Kids Listen Better When You Appeal to Their Sense of Morality

Photo: Stanislav Solntsev/Getty Images

Even if you don’t spend much time around kids now, you’ve been a kid yourself at some point — which means you probably know that “because I said so” is one of those phrases where nobody really wins. If you’re the kid on the receiving end, it’s somewhere between annoying and maddening, depending on what you’re being told to do. And for the adult doing the saying so, it’s only a temporary fix at best.

As Michelle Woo recently noted in Lifehacker, following the rule simply for the sake of following the rule doesn’t offer much appeal. Without context, you may get compliance, but you won’t be doing much to contribute to the kid’s broader understanding of what is and isn’t okay behavior. It’s like that old saying about giving a man a fish versus teaching him to fish: Tell a kid to do what you say, full stop, and they might listen in that instance; explain the reasoning behind your request, and they’ll be able to fit it into their broader sense of right and wrong, storing the information away to apply to another situation later on.

And that’s especially true, Woo argued, if your reasoning brings other people into the equation, a piece of advice she picked up while reading Wharton management professor Adam Grant’s 2016 book Originals: How Non-Conformists Move the World. “Highlight consequences for others directs attention to the distress of the person who may be harmed by an individual’s behavior, fueling empathy for her,” Grant wrote. “It also helps children understand the role that their own actions played in causing the harm, resulting in guilt.”

It also helps stop kids from shrugging off the potential ramifications of whatever bad thing they’re trying to do. “When people are told that certain behaviors come with personal consequences,” Woo wrote,  “they rationalize. For kids, that might look something like this”:

Parent: “Stop climbing up the slide. You’ll get kicked in the face when a kid comes down.”

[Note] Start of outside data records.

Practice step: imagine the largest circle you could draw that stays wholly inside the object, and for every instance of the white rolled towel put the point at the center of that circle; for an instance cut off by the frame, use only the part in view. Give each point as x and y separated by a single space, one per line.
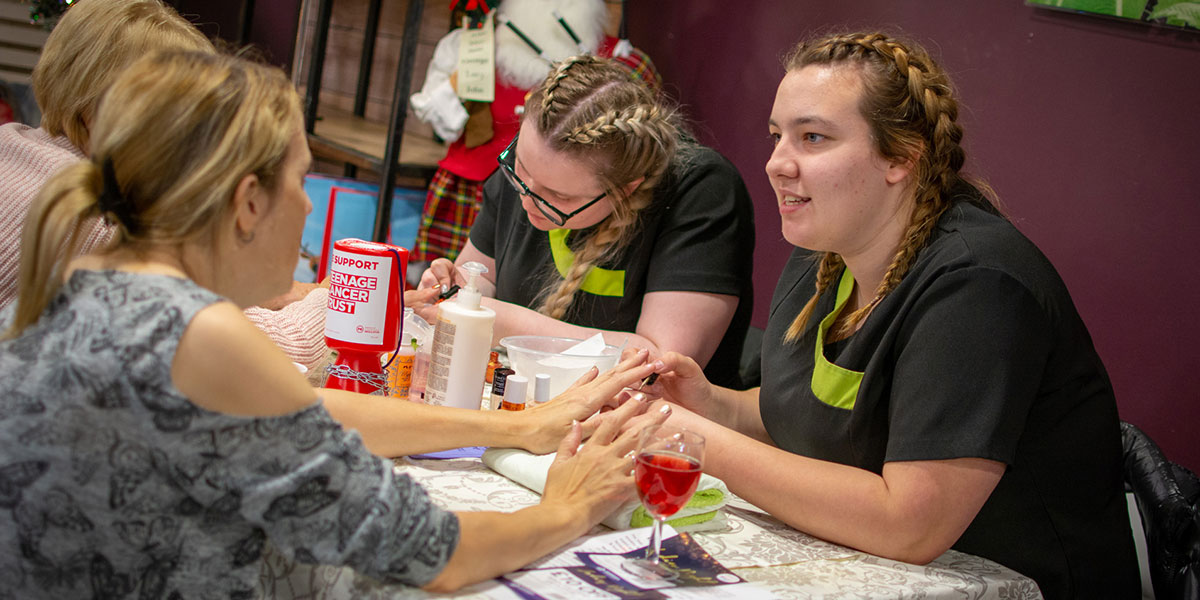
703 511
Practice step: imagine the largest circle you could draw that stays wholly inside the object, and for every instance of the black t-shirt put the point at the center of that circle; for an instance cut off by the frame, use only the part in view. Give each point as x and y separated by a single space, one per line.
978 353
696 235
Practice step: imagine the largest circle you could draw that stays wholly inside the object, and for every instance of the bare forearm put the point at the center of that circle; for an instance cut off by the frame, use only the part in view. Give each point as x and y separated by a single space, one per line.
738 411
843 504
513 319
396 427
492 544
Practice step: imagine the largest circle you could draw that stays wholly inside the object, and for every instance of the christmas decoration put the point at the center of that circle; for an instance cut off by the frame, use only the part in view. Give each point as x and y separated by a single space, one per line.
47 12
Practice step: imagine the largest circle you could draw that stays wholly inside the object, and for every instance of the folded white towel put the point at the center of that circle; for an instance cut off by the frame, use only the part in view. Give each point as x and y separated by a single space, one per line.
702 514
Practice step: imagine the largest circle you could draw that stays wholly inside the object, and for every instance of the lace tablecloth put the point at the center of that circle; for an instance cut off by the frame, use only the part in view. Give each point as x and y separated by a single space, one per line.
756 546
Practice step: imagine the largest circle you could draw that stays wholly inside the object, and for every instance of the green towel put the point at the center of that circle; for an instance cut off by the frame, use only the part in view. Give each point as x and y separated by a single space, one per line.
691 514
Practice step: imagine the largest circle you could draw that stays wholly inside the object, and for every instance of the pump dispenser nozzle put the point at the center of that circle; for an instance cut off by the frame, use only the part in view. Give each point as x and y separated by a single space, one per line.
469 295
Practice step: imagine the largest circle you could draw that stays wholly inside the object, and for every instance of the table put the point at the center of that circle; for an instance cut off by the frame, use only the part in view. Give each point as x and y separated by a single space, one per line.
757 547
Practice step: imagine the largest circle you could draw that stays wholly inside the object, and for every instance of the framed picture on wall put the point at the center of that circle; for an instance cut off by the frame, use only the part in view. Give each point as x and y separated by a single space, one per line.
1177 13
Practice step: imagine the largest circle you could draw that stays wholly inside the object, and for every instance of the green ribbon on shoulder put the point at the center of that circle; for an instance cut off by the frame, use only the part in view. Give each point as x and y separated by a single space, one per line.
601 282
832 384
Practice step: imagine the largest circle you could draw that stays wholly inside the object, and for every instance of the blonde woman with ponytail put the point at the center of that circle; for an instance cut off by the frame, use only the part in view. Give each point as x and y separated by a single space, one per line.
90 46
155 441
928 383
605 216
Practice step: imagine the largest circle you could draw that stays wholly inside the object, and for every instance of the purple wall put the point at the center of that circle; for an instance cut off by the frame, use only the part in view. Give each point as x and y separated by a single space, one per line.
1089 129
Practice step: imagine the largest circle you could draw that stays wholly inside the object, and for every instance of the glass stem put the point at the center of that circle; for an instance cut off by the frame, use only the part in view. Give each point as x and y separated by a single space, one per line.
655 541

What the child is thinking: “Well, I’ve done this 27 times before and emerged unscathed, so yeah, I feel pretty confident about my current course of action.”


But when consequences for others are included (“Stop climbing up the slide. You not letting a friend slide down, and she’s sad”), the magical empathy/guilt combo kicks in.

Kids are also deeply concerned with fairness, a trait that pushes them to keep meticulous track of who owes them favors, but can also have the sunnier side effect of turning them into little altruists who take the same joy out of sharing a reward as they do from reaping it themselves. Telling them they’re screwing up an innocent person’s day, then, has a lot more of a kick to it — after all, that bystander didn’t do anything to deserve whatever they’re about to get. And each time a kid evaluates the situation and chooses to listen for someone else’s sake, it pushes their burgeoning sense of morality just a little further along.